4/ De la sous-représentativité des stratégistes ivoiriens: sur ce point, les organisateurs ont négligé l'importance de la présence de stratégistes ivoiriens lors de cet événement. En effet, la participation d'experts nationaux, civils, en stratégie a été simplement minimisée. Les stratégistes ivoiriens étaient donc sous-représentés et surtout mis au second plan, eu égard au rôle de consultants auxquels ceux présents étaient relégués. Aucun stratégiste n'a d'ailleurs, été invité à faire une communication.

5/ Du rattachement institutionnel de l'Institut: l'IESD qui aurait pu avoir un caractère civil fortement marqué, tranche par son rattachement institutionnel, qui ne lui confère aucune autonomie dans la réflexion stratégique et dans le contenu des cours dispensés. Lorsque l'on sait qu'en Afrique les questions de défense et de sécurité demeurent tabous, l'on est en droit de s'interroger sur l'efficacité d'un tel institut à vulgariser la "chose militaire et la stratégie"? Jusqu'où les civils seront-ils autorisés à réfléchir et intervenir sur les questions de défense? Qui dirigera cet institut rattaché au Ministère de la Défense? Un civil ou un militaire? En outre, eu égard au rattachement institutionnel de l'IESD, il aurait été plus cohérent de le nommé ainsi: "Institut National d'Etudes Stratégiques et de Défense". Enfin, l'IESD aurait pu faire l'objet d'un partenariat sous régional pour sa création, ce qui aurait souligné la dimension africaine de son ambition et la prise de conscience d'une nécessaire responsabilité africaine.

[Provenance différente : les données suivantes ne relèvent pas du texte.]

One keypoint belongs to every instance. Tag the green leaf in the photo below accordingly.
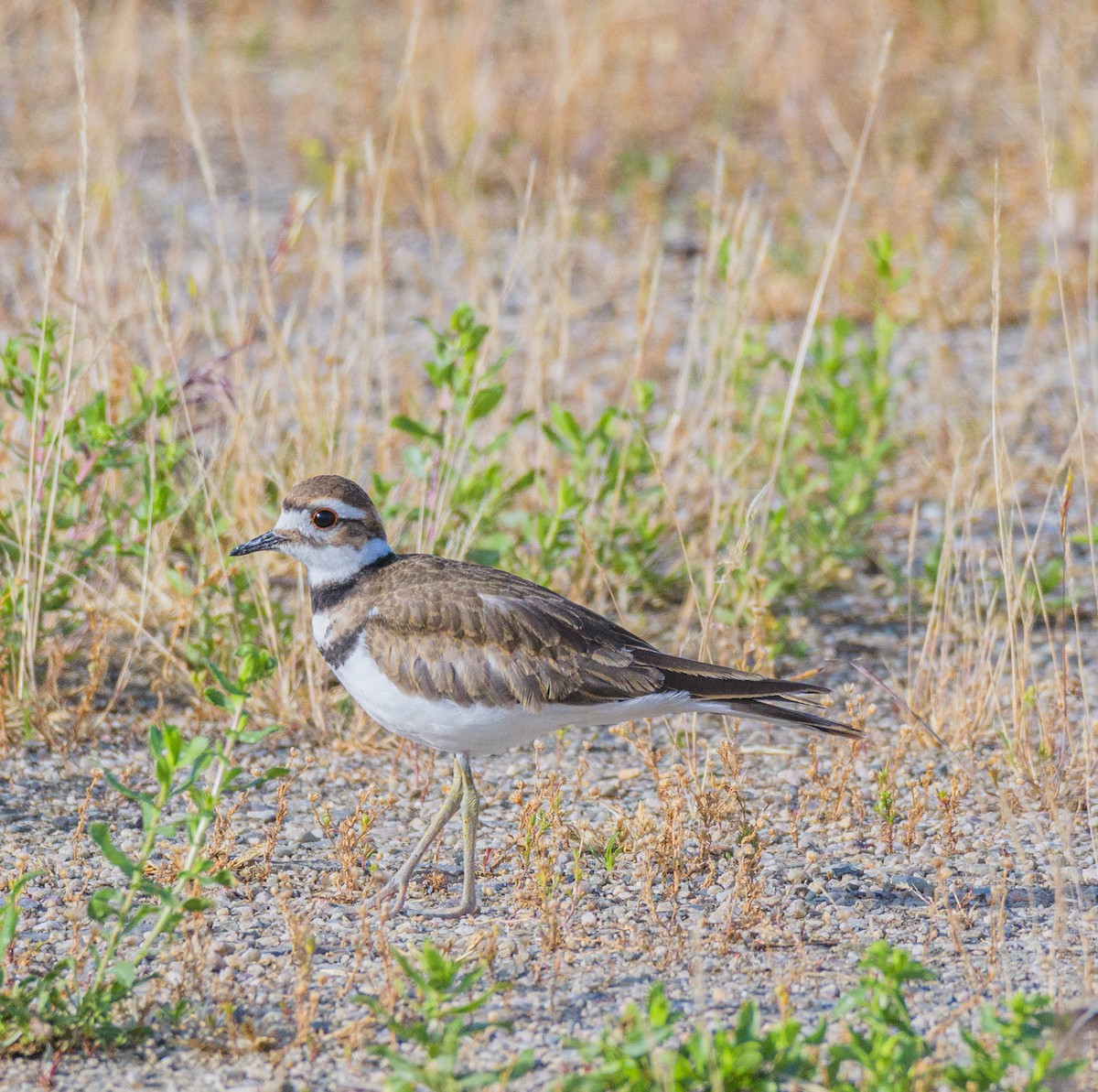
(124, 973)
(253, 735)
(484, 401)
(415, 428)
(218, 697)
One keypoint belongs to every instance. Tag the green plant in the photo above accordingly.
(87, 486)
(76, 1002)
(433, 1017)
(466, 481)
(879, 1041)
(634, 1057)
(609, 481)
(1016, 1052)
(838, 449)
(867, 1043)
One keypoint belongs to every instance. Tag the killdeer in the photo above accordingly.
(473, 660)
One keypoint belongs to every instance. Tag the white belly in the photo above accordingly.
(482, 730)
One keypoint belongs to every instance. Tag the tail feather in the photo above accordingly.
(785, 714)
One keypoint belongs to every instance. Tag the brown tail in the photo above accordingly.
(742, 693)
(788, 714)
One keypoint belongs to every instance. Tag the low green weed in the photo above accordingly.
(838, 449)
(466, 481)
(433, 1020)
(867, 1043)
(77, 1002)
(608, 481)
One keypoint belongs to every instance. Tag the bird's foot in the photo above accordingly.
(465, 909)
(393, 896)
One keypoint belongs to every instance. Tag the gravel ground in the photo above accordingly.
(998, 898)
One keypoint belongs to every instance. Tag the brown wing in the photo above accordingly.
(443, 629)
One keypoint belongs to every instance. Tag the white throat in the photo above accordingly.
(328, 565)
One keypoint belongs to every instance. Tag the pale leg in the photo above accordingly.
(470, 818)
(398, 887)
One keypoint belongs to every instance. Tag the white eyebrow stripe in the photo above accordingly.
(341, 509)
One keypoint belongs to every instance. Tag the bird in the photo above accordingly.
(475, 660)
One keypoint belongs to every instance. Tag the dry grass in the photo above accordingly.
(253, 201)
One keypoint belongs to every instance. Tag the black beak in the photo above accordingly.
(268, 539)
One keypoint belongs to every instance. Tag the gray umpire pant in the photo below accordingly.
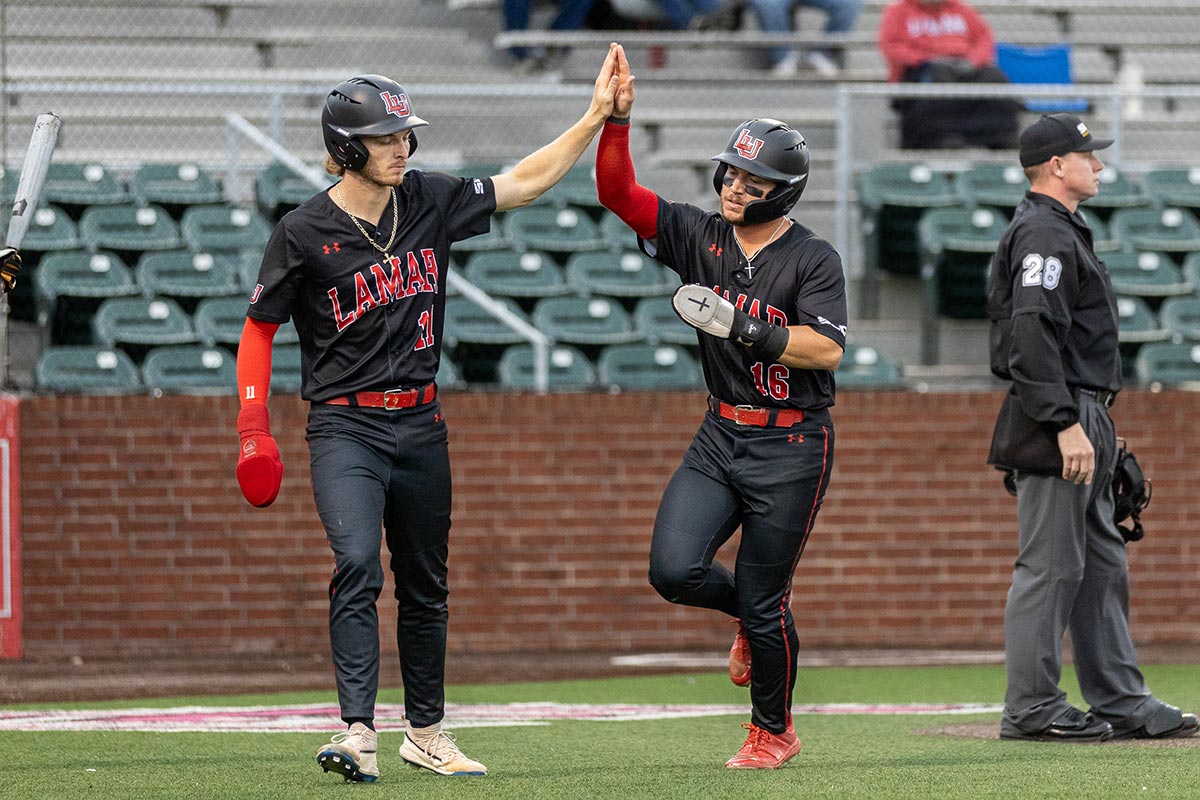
(1072, 575)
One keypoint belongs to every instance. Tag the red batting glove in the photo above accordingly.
(259, 467)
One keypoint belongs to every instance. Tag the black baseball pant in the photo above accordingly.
(769, 481)
(378, 473)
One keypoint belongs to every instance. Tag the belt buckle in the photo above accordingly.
(737, 415)
(395, 398)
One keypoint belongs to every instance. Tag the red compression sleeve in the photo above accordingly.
(255, 361)
(617, 186)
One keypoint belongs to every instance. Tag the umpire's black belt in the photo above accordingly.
(756, 416)
(1103, 396)
(391, 398)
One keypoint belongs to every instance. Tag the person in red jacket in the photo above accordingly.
(916, 32)
(939, 41)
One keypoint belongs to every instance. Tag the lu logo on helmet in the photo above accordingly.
(748, 145)
(396, 104)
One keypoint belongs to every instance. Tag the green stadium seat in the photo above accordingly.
(1181, 318)
(190, 370)
(867, 367)
(138, 324)
(85, 370)
(286, 371)
(648, 367)
(568, 368)
(893, 197)
(187, 277)
(495, 239)
(1169, 364)
(516, 275)
(1146, 275)
(277, 190)
(1103, 239)
(576, 188)
(223, 228)
(655, 322)
(1192, 270)
(174, 186)
(1137, 323)
(957, 246)
(585, 320)
(1169, 230)
(220, 320)
(616, 234)
(553, 230)
(466, 322)
(1177, 187)
(1117, 191)
(629, 274)
(1001, 186)
(76, 186)
(129, 229)
(250, 259)
(51, 229)
(70, 288)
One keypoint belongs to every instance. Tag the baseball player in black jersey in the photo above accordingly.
(768, 299)
(1054, 335)
(361, 270)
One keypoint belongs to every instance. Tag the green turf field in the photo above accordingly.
(850, 756)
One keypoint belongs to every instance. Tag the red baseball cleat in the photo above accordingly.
(765, 750)
(739, 659)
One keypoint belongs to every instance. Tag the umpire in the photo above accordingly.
(1054, 335)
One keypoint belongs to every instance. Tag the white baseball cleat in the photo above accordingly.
(352, 753)
(705, 310)
(439, 753)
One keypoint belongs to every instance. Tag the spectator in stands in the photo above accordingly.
(571, 14)
(937, 41)
(779, 16)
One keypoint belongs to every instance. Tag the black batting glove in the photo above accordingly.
(708, 312)
(766, 340)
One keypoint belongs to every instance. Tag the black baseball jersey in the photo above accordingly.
(797, 280)
(1053, 310)
(366, 325)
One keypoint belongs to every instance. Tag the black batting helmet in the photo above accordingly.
(768, 149)
(365, 106)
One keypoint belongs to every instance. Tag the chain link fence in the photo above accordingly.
(151, 84)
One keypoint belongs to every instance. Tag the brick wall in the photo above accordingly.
(136, 539)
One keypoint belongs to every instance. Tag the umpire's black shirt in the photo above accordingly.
(1054, 329)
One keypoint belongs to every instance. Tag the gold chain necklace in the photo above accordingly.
(750, 258)
(395, 221)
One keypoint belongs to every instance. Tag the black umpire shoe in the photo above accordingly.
(1168, 722)
(1073, 726)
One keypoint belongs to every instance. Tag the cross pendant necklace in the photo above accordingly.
(750, 258)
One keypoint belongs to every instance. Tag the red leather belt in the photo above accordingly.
(753, 415)
(391, 400)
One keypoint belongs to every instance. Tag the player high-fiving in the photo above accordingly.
(768, 300)
(361, 269)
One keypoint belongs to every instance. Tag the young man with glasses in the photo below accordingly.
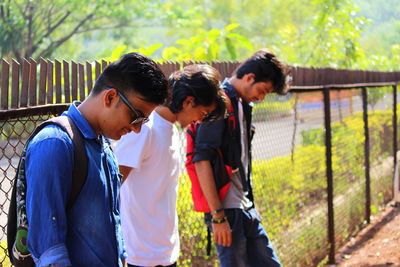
(149, 162)
(88, 233)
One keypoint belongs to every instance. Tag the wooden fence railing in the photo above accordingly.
(31, 83)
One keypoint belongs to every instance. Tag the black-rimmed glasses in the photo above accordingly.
(138, 116)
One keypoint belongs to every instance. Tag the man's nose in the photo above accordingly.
(136, 127)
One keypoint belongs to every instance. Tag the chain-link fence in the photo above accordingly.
(289, 173)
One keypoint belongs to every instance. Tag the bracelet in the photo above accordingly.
(216, 211)
(219, 220)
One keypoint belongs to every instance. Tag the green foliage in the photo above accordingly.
(209, 45)
(4, 260)
(39, 28)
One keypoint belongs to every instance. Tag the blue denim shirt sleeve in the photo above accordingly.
(49, 161)
(208, 138)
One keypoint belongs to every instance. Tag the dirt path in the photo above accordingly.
(377, 245)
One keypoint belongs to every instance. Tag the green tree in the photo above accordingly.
(37, 28)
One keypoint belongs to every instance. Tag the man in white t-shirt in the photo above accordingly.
(149, 162)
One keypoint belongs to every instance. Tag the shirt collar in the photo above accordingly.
(80, 121)
(229, 89)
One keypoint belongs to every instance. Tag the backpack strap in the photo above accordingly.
(79, 172)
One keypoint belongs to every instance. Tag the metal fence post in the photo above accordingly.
(329, 175)
(366, 154)
(395, 131)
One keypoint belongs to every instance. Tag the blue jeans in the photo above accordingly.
(250, 243)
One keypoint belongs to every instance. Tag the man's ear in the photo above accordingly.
(249, 78)
(109, 97)
(188, 101)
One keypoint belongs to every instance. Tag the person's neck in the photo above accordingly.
(166, 113)
(89, 110)
(237, 84)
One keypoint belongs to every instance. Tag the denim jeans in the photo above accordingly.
(250, 243)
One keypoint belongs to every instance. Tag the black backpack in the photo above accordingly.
(17, 223)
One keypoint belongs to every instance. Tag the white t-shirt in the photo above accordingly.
(148, 195)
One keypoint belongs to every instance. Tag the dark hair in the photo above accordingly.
(203, 83)
(134, 72)
(266, 68)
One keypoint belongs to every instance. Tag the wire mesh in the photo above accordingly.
(13, 135)
(289, 173)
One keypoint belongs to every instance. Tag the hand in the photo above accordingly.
(222, 234)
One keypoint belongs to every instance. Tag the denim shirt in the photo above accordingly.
(89, 233)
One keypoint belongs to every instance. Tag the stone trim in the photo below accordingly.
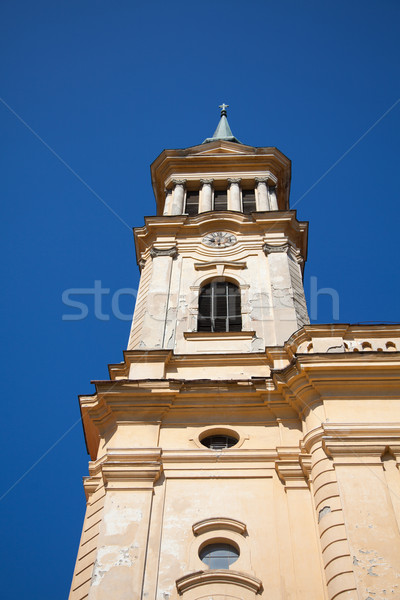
(219, 523)
(126, 469)
(213, 576)
(223, 335)
(173, 252)
(214, 264)
(268, 249)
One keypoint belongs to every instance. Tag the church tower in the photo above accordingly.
(238, 452)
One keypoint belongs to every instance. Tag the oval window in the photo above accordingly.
(219, 555)
(219, 442)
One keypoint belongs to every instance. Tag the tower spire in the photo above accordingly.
(223, 131)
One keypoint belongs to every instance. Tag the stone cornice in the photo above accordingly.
(214, 264)
(182, 228)
(127, 469)
(227, 455)
(215, 576)
(221, 335)
(172, 252)
(221, 159)
(218, 523)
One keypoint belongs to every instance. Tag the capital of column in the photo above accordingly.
(173, 252)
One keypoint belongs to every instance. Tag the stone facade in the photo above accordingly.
(308, 494)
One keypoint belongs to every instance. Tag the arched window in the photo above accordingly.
(219, 555)
(219, 307)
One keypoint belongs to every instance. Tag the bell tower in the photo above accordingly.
(222, 218)
(238, 452)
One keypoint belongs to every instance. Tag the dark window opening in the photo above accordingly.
(219, 442)
(220, 200)
(192, 203)
(249, 201)
(219, 307)
(219, 556)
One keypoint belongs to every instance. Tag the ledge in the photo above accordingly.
(219, 523)
(213, 576)
(219, 335)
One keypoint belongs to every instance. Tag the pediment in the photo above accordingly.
(221, 148)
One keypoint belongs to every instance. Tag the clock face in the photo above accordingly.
(219, 239)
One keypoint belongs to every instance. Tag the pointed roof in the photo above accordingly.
(223, 131)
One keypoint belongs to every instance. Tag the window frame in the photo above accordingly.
(219, 312)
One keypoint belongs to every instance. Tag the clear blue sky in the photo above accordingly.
(108, 86)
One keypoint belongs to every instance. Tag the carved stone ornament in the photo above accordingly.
(219, 239)
(173, 252)
(271, 249)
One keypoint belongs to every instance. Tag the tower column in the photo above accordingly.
(273, 200)
(262, 194)
(178, 196)
(234, 196)
(157, 300)
(206, 195)
(168, 202)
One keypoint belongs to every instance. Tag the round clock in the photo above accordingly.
(219, 239)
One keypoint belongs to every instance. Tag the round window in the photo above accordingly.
(219, 555)
(219, 442)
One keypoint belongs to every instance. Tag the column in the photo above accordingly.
(154, 321)
(336, 555)
(262, 193)
(168, 202)
(292, 471)
(206, 195)
(178, 196)
(273, 200)
(234, 195)
(129, 476)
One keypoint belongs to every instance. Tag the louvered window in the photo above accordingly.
(219, 555)
(192, 203)
(220, 200)
(249, 201)
(219, 307)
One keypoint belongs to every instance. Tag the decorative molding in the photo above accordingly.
(219, 523)
(214, 576)
(219, 239)
(219, 335)
(126, 469)
(173, 252)
(213, 265)
(268, 249)
(291, 473)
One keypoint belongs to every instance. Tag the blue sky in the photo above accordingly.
(107, 86)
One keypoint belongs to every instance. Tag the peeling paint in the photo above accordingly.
(324, 511)
(117, 519)
(109, 557)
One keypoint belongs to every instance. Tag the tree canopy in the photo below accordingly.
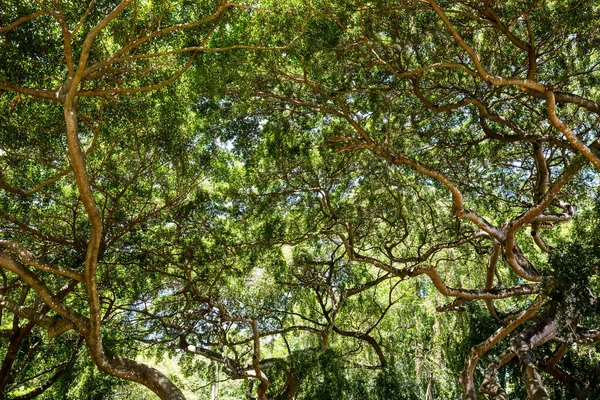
(299, 200)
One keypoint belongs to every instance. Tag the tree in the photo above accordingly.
(75, 160)
(482, 101)
(292, 219)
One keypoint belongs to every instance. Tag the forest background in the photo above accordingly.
(299, 200)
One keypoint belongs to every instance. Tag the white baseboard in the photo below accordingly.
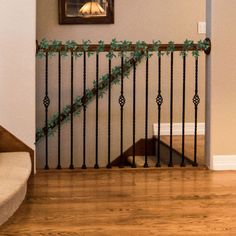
(227, 162)
(177, 129)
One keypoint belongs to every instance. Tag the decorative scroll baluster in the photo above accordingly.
(134, 113)
(84, 112)
(96, 145)
(196, 101)
(109, 117)
(146, 113)
(183, 113)
(159, 101)
(122, 103)
(59, 111)
(171, 109)
(46, 102)
(71, 115)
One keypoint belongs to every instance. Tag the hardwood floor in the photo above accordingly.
(127, 202)
(189, 146)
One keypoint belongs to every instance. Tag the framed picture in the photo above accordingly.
(86, 11)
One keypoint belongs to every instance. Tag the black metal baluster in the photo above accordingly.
(134, 113)
(196, 101)
(84, 112)
(159, 101)
(96, 146)
(122, 103)
(171, 109)
(183, 113)
(46, 102)
(146, 113)
(109, 117)
(59, 111)
(71, 115)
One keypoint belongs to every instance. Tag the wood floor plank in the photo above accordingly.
(132, 202)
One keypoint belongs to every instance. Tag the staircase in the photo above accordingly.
(16, 160)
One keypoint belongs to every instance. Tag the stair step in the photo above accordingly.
(15, 169)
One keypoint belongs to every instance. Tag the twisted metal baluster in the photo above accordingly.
(46, 102)
(122, 103)
(109, 117)
(159, 101)
(171, 108)
(84, 112)
(196, 101)
(183, 113)
(146, 113)
(96, 166)
(71, 114)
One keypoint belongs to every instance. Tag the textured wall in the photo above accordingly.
(221, 83)
(134, 20)
(17, 68)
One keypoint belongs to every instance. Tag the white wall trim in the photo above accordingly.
(177, 129)
(224, 162)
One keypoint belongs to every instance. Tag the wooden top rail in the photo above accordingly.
(132, 47)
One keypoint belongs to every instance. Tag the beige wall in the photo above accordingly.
(17, 68)
(134, 20)
(221, 81)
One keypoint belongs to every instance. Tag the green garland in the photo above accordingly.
(141, 50)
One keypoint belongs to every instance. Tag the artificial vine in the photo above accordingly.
(141, 49)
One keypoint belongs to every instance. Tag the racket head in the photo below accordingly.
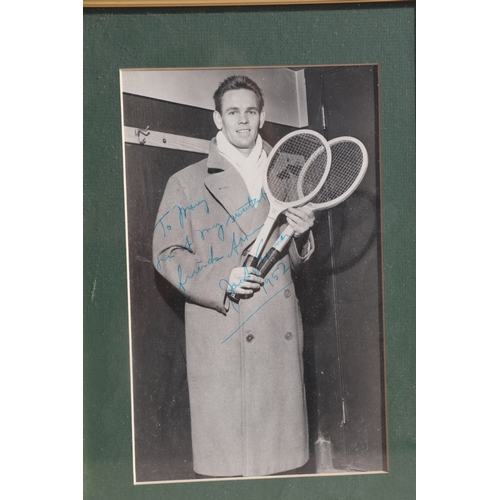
(349, 163)
(302, 157)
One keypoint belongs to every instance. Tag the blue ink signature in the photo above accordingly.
(251, 203)
(218, 226)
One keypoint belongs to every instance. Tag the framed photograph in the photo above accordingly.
(289, 379)
(175, 403)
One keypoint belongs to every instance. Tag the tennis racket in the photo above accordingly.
(349, 165)
(296, 168)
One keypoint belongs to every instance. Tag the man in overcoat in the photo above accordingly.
(244, 358)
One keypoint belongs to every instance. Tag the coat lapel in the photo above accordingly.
(228, 187)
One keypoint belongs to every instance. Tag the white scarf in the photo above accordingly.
(251, 168)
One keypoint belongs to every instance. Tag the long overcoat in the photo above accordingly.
(244, 360)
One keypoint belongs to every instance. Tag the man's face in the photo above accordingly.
(240, 119)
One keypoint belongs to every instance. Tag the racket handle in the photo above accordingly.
(250, 261)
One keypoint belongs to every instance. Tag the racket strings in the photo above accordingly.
(296, 168)
(347, 162)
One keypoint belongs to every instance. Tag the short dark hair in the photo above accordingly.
(237, 82)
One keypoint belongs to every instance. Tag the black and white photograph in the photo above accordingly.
(255, 272)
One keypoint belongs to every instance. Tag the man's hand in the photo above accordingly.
(301, 220)
(244, 281)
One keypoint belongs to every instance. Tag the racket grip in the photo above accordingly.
(251, 261)
(268, 261)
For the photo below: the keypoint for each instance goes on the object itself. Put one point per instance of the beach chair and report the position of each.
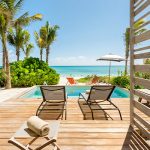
(25, 133)
(94, 81)
(97, 95)
(146, 92)
(54, 103)
(71, 81)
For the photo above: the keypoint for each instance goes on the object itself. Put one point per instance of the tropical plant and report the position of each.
(8, 10)
(40, 43)
(18, 38)
(27, 49)
(3, 30)
(32, 71)
(48, 34)
(138, 31)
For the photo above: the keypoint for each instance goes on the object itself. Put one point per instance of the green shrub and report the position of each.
(32, 71)
(122, 81)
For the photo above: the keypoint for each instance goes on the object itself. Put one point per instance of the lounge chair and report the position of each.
(95, 80)
(71, 81)
(97, 95)
(26, 133)
(54, 103)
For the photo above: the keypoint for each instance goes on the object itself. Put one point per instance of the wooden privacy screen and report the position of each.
(139, 71)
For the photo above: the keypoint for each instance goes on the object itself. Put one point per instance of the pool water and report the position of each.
(73, 91)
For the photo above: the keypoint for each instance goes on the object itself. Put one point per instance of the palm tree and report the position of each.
(3, 30)
(8, 9)
(18, 38)
(40, 43)
(48, 34)
(138, 31)
(27, 50)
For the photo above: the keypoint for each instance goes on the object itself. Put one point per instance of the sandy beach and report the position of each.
(63, 80)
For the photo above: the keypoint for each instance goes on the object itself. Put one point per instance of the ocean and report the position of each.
(82, 71)
(79, 71)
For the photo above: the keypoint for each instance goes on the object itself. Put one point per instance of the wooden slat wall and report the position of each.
(139, 51)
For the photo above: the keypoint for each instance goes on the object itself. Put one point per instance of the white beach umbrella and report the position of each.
(110, 58)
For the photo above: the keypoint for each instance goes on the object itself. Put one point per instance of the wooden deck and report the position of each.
(75, 133)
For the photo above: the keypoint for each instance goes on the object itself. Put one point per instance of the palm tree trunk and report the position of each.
(4, 62)
(8, 77)
(126, 66)
(126, 61)
(17, 53)
(41, 54)
(47, 54)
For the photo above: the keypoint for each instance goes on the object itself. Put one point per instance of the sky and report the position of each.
(88, 30)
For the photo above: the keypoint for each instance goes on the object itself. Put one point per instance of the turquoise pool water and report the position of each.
(73, 91)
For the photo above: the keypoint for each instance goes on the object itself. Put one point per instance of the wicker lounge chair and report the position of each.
(54, 103)
(97, 95)
(26, 133)
(71, 81)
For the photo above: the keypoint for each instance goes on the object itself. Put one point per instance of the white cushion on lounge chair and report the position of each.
(85, 96)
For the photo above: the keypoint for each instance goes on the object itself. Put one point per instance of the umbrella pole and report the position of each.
(109, 70)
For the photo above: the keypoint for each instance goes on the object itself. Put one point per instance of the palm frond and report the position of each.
(4, 9)
(18, 5)
(36, 17)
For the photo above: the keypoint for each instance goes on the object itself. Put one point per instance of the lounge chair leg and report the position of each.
(17, 144)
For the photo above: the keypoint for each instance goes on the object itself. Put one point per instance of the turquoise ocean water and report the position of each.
(87, 70)
(78, 71)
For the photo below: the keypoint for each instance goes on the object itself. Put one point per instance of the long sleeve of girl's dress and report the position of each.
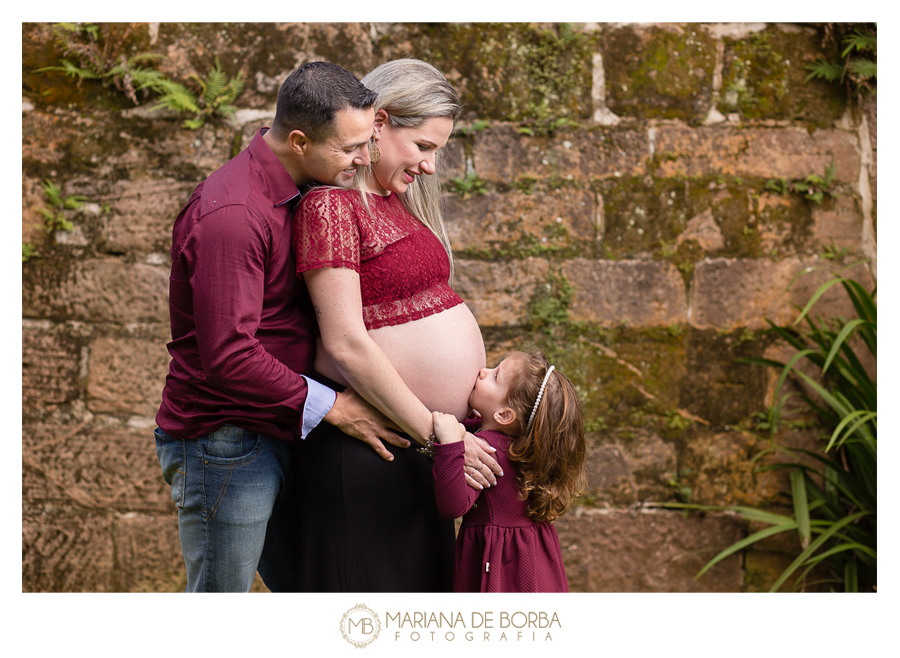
(454, 497)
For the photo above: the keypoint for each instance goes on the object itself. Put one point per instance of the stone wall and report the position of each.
(607, 201)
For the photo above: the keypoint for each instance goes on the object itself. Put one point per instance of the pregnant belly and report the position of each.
(438, 357)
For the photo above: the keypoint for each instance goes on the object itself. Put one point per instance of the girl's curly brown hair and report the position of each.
(550, 456)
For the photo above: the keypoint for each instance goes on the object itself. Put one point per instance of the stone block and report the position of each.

Pour conclure, il est bon de rappeler que l'Armée est l'émanation de la nation et devrait, à ce titre, impérativement la refléter dans toute sa diversité et sa richesse. En outre, la dimension civile de l'IESD, devrait être prise en compte, à l'image de la citation de Georges Clémenceau : "La guerre! C'est une chose trop grave pour la confier à des militaires". Cette session qui prend fin le 25 juin prochain, aura au moins permis, d'évaluer l'intérêt national et international pour cette initiative. Cependant, il faudra bien tirer les leçons de la tenue de cette session, afin que les insuffisances susmentionnées, soient corrigées pour les futurs rendez-vous. Il y va de la crédibilité des autorités ivoiriennes!